DrivR-Base: a feature extraction toolkit for variant effect prediction

Understanding which genetic variants are likely to be functional (and which are probably benign) is a cornerstone of modern human genetics. Over the last decade, variant-effect predictors have become increasingly sophisticated — but behind every model sits the same practical headache: assembling a sensible set of features (annotations) for millions of variants from dozens of databases.

In a 2024 Bioinformatics paper led by Amy Francis, we introduce DrivR-Base, a reproducible, Dockerised toolkit that turns this feature-extraction step into something you can run and re-run with far less pain.

What problem is DrivR-Base trying to solve?

Most variant-effect prediction methods are “integrative”: they combine signals about a variant’s genomic context (e.g. conservation), regulatory annotations (e.g. ENCODE peaks), and protein-level consequences (e.g. amino-acid change, structure). The data exist — but pulling them together is often:

• time-consuming (lots of sources, formats, and edge cases),
• hard to reproduce (different software versions and dependencies), and
• risky (you can spend weeks extracting features that later turn out not to help your model).

DrivR-Base’s core idea is simple: provide a single, consistent pipeline that extracts a broad set of annotations for all possible SNVs in GRCh38, so we can spend more time modelling and less time wrangling.

What is DrivR-Base?

DrivR-Base is a feature extraction toolkit for human single nucleotide variants (SNVs) in the GRCh38 genome build. It produces a table where each row is a variant and columns are feature values drawn from multiple sources (genome- and protein-level). It’s packaged for Docker, which helps make installs and runs repeatable across machines and over time.

The paper highlights a few motivating use-cases beyond “classic” pathogenicity prediction, including haploinsufficiency prediction and feature sets that could feed into drug repurposing workflows.

What features does it extract?

DrivR-Base groups its outputs into ten feature groups, spanning sequence context, regulatory genomics, and protein structure.

1. Conservation and mappability
   PhyloP/PhastCons conservation scores across multiple alignments, plus Umap/Bismap mappability (useful for flagging regions prone to sequencing ambiguity).

2. Variant Effect Predictor (VEP) annotations
   Transcript consequences (one-hot encoded), predicted amino acids (wild-type vs mutant), and distances to transcripts when multiple are affected.

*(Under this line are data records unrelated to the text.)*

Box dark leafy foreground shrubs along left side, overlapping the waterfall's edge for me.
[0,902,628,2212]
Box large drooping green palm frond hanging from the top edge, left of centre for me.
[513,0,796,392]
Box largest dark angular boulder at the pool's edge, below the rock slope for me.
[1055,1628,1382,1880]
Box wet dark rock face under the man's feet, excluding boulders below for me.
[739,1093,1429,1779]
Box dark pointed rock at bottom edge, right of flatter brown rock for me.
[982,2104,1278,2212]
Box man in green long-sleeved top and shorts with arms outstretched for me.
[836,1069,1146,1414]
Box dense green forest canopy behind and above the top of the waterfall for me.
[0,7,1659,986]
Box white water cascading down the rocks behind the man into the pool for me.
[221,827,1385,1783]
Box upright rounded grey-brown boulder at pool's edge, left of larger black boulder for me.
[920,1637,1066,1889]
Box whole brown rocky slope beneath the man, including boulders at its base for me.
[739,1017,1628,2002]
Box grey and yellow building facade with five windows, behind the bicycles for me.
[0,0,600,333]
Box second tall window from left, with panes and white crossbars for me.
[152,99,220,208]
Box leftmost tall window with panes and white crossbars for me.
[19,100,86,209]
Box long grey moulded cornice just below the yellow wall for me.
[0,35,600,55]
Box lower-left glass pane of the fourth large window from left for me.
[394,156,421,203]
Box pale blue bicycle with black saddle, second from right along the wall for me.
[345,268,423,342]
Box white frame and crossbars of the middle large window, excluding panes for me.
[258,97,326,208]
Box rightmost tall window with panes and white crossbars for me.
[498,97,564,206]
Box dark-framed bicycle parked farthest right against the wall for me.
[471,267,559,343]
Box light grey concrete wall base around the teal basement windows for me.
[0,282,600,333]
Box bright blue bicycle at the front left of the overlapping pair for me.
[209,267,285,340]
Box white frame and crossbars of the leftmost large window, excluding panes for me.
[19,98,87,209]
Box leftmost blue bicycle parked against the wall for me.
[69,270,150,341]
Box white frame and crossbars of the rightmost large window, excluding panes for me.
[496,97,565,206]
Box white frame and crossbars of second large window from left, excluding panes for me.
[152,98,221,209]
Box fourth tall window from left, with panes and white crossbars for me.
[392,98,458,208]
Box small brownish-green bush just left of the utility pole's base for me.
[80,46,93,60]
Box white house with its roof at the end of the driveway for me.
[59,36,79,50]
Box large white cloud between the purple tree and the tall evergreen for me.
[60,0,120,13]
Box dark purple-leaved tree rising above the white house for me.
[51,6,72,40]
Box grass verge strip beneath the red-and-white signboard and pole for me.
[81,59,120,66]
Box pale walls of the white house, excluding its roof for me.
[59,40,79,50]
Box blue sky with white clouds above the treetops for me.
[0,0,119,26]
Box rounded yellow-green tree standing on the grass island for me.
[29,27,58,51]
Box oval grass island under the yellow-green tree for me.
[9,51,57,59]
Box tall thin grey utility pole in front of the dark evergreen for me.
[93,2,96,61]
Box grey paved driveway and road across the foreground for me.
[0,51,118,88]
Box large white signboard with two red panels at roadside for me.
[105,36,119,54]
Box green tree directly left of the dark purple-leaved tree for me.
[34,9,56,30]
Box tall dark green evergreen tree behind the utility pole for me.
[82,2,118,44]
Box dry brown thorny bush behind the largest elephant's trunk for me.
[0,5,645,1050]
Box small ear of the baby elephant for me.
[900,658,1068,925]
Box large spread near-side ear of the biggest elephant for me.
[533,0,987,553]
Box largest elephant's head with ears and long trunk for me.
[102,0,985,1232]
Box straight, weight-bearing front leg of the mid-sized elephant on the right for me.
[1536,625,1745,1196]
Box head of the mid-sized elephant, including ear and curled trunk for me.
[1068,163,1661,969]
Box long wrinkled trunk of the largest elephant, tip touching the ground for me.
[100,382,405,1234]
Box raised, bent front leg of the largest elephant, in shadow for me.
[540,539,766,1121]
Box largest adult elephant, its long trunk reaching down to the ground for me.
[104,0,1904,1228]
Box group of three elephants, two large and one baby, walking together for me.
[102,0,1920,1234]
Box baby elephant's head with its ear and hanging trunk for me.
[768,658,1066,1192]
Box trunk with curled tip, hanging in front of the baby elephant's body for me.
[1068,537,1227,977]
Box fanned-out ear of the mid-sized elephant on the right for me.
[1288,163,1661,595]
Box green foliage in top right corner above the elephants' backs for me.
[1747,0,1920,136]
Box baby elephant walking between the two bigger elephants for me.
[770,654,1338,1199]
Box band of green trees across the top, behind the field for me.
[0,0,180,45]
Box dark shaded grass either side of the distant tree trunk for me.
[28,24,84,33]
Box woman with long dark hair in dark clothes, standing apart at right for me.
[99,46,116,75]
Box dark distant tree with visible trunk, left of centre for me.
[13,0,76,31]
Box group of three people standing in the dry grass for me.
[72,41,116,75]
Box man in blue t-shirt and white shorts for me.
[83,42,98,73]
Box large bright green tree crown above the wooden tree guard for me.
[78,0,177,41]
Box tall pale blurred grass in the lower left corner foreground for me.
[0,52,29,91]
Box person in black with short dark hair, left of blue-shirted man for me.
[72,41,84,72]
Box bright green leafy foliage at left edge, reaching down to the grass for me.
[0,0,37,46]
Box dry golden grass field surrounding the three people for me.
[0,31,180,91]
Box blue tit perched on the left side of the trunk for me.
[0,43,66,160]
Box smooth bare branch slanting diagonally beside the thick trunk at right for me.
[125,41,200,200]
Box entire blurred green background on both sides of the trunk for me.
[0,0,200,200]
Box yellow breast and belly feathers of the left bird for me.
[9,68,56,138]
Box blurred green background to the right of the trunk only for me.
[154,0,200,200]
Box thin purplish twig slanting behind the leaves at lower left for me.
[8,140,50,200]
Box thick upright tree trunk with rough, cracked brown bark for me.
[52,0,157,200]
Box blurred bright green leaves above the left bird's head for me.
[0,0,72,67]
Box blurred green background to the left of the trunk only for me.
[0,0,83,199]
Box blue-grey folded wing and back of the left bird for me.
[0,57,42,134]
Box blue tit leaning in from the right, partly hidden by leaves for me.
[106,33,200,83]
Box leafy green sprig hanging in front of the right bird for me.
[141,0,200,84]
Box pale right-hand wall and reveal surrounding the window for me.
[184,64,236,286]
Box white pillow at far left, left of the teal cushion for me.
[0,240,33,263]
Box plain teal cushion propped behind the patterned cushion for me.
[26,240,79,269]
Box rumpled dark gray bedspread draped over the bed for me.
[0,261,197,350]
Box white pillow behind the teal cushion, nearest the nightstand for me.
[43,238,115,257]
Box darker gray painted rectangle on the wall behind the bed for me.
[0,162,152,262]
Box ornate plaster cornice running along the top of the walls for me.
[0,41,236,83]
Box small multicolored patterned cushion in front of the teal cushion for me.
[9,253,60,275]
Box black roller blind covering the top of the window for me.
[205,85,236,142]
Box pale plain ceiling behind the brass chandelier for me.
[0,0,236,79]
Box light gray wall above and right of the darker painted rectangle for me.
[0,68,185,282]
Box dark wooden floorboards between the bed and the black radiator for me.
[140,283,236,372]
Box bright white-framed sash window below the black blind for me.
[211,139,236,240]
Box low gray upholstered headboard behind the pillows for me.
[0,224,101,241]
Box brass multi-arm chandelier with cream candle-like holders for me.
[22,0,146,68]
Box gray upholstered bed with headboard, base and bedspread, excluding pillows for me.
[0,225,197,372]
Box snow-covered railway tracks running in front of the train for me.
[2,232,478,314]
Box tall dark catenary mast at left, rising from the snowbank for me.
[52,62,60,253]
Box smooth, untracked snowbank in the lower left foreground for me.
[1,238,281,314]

3. Dinucleotide properties (DiProDB)
   Thermodynamic and conformational properties for dinucleotide contexts around the variant, captured under wild-type and mutant configurations.

4. DNA shape (DNAShapeR)
   Local structural properties like minor groove width, helix twist, propeller twist, roll, and electrostatic potential in a configurable window around the SNV.

5. GC content and CpG metrics
   GC fraction, CpG counts, and observed/expected CpG across multiple window sizes.

6. Kernel-based sequence similarity (spectrum kernels)
   K-mer based comparisons between wild-type and mutant sequence windows as a compact way to encode “sequence disruption”.

7. Amino-acid substitution matrices
   Substitution rates from common matrices (e.g. BLOSUM, PAM, JTT variants) for non-synonymous variants.

8. Amino-acid properties
   Hundreds of amino-acid descriptors (e.g. hydrophobicity, polarity, flexibility) for wild-type and mutant residues.

9. ENCODE-derived regulatory features
   Peaks and signal summaries across multiple assay types (TF ChIP-seq, histone marks, DNase/ATAC, eCLIP, etc.). Note: the authors report this step can require substantial local storage (on the order of ~160GB) because it downloads large ENCODE datasets.

10. Protein structure features from AlphaFold (and PDB)
    For coding variants, mapping to protein positions enables extraction of AlphaFold structural information (e.g. atom coordinates and conformation-type encodings).

Why this matters for our work

A lot of what we do in the DMER team sits at the interface of genetic evidence and downstream biology — and variant-level annotations are often the glue. Even when our end goal isn’t “variant pathogenicity prediction”, having a robust, standardised way to pull out features can help with:

• building or benchmarking new predictors (and understanding why they behave as they do),
• prioritising variants for experimental follow-up, and
• reusing the same feature definitions across projects to avoid “feature drift”.

Just as importantly, DrivR-Base makes it easier to ask the boring-but-essential questions early, like: Which feature groups are actually informative for my prediction task? That can save a lot of iteration time.

Getting started

DrivR-Base is distributed via GitHub with Docker instructions. The paper and repository are the best places to start:

• Paper (open access via PubMed Central): https://pmc.ncbi.nlm.nih.gov/articles/PMC11057939/
• Code: https://github.com/amyfrancis97/DrivR-Base

Reference

Francis A, Campbell C, Gaunt TR. DrivR-Base: a feature extraction toolkit for variant effect prediction model construction. Bioinformatics (2024).